Although the Ministry of Environment, Forest and Climate Change has accepted State Action Plan on Climate Change (SAPCC) submitted by the J&K government worth Rs 65 billion in 2014, however due to limited funding options available in central ministries, it is yet to carry out any work at large scale.
Till date, only one project proposal has been approved under the National Adaptation Fund for Climate Change (NAFCC) to the state’s agriculture department titled “Climate Resilient Sustainable Agriculture in Rain-Fed Farming Areas of J&K.
“But the intervention, being a pilot project, has been limited to Budgam block in Kashmir region and Bhalwal block in Jammu region because of meager funding,” Farooq said.

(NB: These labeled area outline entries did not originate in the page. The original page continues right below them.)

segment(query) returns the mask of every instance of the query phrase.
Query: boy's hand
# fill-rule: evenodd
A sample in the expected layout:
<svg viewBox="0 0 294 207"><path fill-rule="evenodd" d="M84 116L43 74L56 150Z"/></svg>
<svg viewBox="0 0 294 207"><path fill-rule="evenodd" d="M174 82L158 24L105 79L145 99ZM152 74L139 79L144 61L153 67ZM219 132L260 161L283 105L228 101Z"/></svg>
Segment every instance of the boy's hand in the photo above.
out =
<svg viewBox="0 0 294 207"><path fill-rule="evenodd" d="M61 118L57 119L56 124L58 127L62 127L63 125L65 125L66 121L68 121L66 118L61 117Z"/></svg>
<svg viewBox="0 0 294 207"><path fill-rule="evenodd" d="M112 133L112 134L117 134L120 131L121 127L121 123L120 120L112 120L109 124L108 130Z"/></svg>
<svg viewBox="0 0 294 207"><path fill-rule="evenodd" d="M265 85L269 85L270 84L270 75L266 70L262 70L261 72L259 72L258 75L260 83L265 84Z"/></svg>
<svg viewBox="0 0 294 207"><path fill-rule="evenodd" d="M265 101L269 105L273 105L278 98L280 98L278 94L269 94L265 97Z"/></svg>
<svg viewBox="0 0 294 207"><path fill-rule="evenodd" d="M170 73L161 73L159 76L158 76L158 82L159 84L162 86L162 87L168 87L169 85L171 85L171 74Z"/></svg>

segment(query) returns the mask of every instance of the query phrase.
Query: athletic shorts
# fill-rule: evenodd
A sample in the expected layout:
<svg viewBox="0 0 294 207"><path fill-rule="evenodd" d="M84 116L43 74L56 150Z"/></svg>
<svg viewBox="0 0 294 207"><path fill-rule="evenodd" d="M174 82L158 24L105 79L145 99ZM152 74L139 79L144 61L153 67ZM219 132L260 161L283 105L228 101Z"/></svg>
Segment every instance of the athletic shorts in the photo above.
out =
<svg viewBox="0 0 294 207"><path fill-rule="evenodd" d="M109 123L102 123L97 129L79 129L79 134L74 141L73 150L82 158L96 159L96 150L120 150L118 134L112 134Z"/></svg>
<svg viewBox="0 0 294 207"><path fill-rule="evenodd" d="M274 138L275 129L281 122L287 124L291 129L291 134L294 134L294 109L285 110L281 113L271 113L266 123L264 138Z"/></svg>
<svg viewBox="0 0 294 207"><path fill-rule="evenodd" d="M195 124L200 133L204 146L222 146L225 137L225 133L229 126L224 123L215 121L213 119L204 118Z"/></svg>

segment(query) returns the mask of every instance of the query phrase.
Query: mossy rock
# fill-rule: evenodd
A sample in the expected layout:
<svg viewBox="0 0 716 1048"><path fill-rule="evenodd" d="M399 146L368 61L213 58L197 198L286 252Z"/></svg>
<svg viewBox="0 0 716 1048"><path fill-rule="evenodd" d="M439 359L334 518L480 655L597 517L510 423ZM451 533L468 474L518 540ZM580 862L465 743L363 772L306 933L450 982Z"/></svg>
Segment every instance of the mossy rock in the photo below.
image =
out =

He stressed that instead of relying on limited availability of funding resources in central ministries, the state departments involved in implementing SAPCC should focus on synchronising the adaptation practices with the ongoing flagship schemes like MGNREGA, CAMPA and IWMP of the government of India. “There is a need for stronger coordination between science and policy. We have some leading researchers in the state, they should come forward and at the same time relevant departments should also reciprocate. The research being undertaken in our universities and research centres should be focussed on improving the adaptation strategies, with primary focus for usefulness and applicability of research for the society”, he said.
The study highlights that the Himalayan ecosystem is vital to ecological security of the region as it plays a crucial role in providing forest cover, feeding perennial rivers that are the source of drinking water, irrigation, and hydropower, conserving biodiversity, providing a rich base for high-value agriculture and landscapes for sustainable tourism.